My PhD experience: reading and writing

I am a first-generation university graduate. Having said that, although my parents never went to college, they provided me with many socio-economic advantages and encouraged me to work out ‘how’ to succeed. I did my PhD at Warwick University following a BA in Fine Art and a Masters in Electronic Media.  In 1990, when I began my PhD research, I was a visual artist with a part-time teaching job at a local Further Education / community college.

I am a visual thinker, an avid reader and an anxious writer. My mother, Joan, an extremely well-read autodidact, started me reading early. From a young age I read anything and everything I could get my hands on. At breakfast I compulsively read cereal packets, classified ads, motoring magasines and the newspaper. Starting from when I was a small kid, reading under the bedclothes with a torch, I read myself to sleep for an hour each night.  Back then, I secretly raided Mum’s bookshelves aged 10 onwards, reading “The Joy of Sex”, to everything written by James Baldwin, from then-baffling books by Henry Miller to the classics, and I returned, again and again, to the Liverpool poets. You can read more about my family and their influences on my life and my art website, here.
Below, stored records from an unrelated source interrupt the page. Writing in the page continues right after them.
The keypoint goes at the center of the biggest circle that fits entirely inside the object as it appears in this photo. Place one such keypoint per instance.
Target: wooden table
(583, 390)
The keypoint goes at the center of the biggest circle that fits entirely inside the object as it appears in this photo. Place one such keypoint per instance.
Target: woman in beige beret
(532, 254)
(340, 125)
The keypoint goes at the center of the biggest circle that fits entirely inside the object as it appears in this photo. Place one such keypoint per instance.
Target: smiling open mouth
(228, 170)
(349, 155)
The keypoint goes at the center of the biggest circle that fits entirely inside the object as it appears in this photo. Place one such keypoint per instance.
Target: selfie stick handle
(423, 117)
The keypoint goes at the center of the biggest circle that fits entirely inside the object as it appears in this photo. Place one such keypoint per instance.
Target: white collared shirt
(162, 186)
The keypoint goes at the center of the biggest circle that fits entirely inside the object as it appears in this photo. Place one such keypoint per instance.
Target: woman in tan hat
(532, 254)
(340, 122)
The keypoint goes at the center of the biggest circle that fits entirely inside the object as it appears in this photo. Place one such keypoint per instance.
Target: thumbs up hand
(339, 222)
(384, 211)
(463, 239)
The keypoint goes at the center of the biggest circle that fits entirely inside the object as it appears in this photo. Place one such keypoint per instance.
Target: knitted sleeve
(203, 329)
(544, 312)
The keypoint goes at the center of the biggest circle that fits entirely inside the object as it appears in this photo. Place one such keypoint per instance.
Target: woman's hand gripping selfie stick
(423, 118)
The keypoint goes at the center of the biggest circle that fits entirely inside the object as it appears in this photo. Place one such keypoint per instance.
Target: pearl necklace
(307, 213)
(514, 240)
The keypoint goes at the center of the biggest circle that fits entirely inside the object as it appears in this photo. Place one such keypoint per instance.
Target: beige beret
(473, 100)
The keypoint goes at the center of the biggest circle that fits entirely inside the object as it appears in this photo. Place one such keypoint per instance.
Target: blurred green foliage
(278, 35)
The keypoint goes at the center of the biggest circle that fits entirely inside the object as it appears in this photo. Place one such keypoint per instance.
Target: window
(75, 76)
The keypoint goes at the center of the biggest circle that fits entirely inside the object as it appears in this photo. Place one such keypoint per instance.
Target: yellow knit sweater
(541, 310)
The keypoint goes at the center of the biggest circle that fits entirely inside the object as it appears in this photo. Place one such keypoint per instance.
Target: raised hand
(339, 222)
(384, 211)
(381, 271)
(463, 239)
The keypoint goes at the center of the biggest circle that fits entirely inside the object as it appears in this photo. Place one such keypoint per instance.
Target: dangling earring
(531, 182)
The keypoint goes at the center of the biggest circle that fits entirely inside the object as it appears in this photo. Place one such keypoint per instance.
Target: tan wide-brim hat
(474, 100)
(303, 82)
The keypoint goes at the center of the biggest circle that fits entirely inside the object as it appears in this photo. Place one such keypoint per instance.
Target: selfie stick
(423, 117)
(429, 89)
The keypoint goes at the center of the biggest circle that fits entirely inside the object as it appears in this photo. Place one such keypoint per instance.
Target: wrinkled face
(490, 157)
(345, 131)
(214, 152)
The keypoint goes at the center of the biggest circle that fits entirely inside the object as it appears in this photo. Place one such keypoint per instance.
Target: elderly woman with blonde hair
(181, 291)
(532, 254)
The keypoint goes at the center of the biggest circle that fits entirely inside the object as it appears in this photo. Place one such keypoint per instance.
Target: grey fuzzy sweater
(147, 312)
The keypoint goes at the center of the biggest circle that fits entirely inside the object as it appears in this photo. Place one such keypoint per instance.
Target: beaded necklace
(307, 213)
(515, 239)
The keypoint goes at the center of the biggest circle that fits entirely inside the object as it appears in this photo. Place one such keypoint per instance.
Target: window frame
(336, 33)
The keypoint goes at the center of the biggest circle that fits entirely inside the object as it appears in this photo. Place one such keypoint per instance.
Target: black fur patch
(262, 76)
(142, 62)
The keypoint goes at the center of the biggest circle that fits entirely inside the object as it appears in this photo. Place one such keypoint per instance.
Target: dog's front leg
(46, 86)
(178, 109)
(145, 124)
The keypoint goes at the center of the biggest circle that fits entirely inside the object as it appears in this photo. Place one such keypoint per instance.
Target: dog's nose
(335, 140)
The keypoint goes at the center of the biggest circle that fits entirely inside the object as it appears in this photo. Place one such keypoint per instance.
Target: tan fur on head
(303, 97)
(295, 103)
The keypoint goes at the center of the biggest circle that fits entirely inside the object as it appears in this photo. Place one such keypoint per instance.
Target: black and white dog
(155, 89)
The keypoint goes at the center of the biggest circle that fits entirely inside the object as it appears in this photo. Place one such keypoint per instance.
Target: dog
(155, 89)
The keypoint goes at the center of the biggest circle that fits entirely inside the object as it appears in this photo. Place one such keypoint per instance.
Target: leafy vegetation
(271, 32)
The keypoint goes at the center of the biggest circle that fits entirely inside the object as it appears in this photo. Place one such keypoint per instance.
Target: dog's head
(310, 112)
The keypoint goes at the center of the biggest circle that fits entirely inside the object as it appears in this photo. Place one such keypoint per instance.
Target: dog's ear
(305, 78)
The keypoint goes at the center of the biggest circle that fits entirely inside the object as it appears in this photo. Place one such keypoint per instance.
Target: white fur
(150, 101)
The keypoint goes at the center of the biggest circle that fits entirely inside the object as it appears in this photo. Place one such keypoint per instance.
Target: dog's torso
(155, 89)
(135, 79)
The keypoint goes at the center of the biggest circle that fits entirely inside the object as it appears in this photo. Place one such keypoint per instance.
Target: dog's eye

When I was fourteen Mum signed me up for an advanced reading and study course. I learned to speed read, how best to mark up texts, how to make notes to help me revise and summarise texts. It was a blessing and a curse. To this day I struggle to ‘switch off’ my speed reading which is premised on reading a text at least three times. This is no problem when reading papers and academic texts  as this is what most of us do, read repeatedly. However, it’s a curse when I fly through novels, my habitual bedtime reading, but apparently retain almost nothing afterwards and I don’t want to re-read them 3 or 4 times. Having said that,  if I pick the novel up again, even years later, and start reading, the whole story comes back. Nowadays, I love my e-reader because I can store hundreds of texts and speed read chapters and articles multiple times, highlighting sections for quick reference using those study skills from so long ago.

Despite my love of reading, my writing skills were weak when I went into my PhD and I still have to work hard to write an acceptable academic paper, such as these I’ve posted to Academia.edu. My inspirational PhD supervisor, David Jenkins, taught me to research and he honed my reading skills.